Rebooting Clubs

An exploration of how clubs and their members are adjusting to remote learning.


(Left to right) Cameron Ernst, Luke Chen, Hugo Yu, Maya Haug. Science Olympiad members bond face-to-face at the spring 2020 Regional Competition on February 29.

While North Time is merely a forgotten slot in BVN’s schedule for an hour-long lunch, the clubs and organizations that met during it are continuing to thrive after their cut from the bell schedule. Groups including Science Olympiad, Project READ, and Antisemitism Education club are meeting online, with computer software a safer alternative to a face-to-face format. 

“We are only connecting through Zoom and Groupme right now because I think that’s the safest option at this point,” senior Zoe Sher, leader of the Antisemitism Education club, said.

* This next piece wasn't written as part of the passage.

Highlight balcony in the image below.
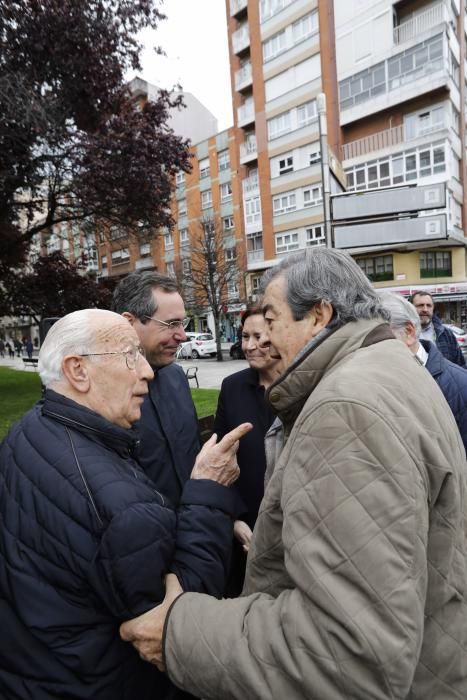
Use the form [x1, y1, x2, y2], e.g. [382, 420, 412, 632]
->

Though there aren’t snacks passed out or flyers shared as originally planned, members still appreciate the opportunity to link up and learn together.

“Being part of a club right now is an amazing thing because it can give someone a sense of purpose,” Sher said, “in a time where it feels like everything is out of control,”

For a club whose main purpose is education and spreading a message, a virtual meeting might not be too different from an in-person one, but others have had to become much more creative in their format shift. For Science Olympiad leader senior Hugo Yu, switching to online-only means relearning everything he knows about competitions. 

“Most of the major objectives of in-person meetings can be covered by zooms, so there isn’t too much of a loss, however, online competitions involve having cameras on minors which is legally debated,” Yu said. “We don’t really know yet,”

Despite this uncertainty and the disclaimer of “as far as we know” in every zoom meeting, Yu is optimistic that club members appreciate the effort. 

“I do hope our work is appreciated,” Yu said. “It makes me happy to see people who are still dedicated to putting the work in even while the future is uncertain.”

Project READ, a club providing homework help to inner-city children, continues to serve the community. Although they can still offer tutoring services via Zoom and keep the club running, it comes with the cost of emotional connection, which is what many members, including club leader junior Roda Ahmed, valued most. 

“I miss hugging them every time I saw them the most,” Ahmed said. “They truly are awesome kids! I also miss jamming on the bus on our way to and back from the school, it really bonded us.”

In an effort to reach freshmen, the club has been reaching out via the Project R.E.A.D. Instagram account, @projectr.e.a.d, to recruit new members. 

“We’ve had many members who thought that Project R.E.A.D. wasn’t going to happen this year but were ecstatic to hear it was,”Ahmed said.

Social distancing may have made participating in clubs a lot less social and a lot more distant, but that hasn’t stopped students from making the most of their situations.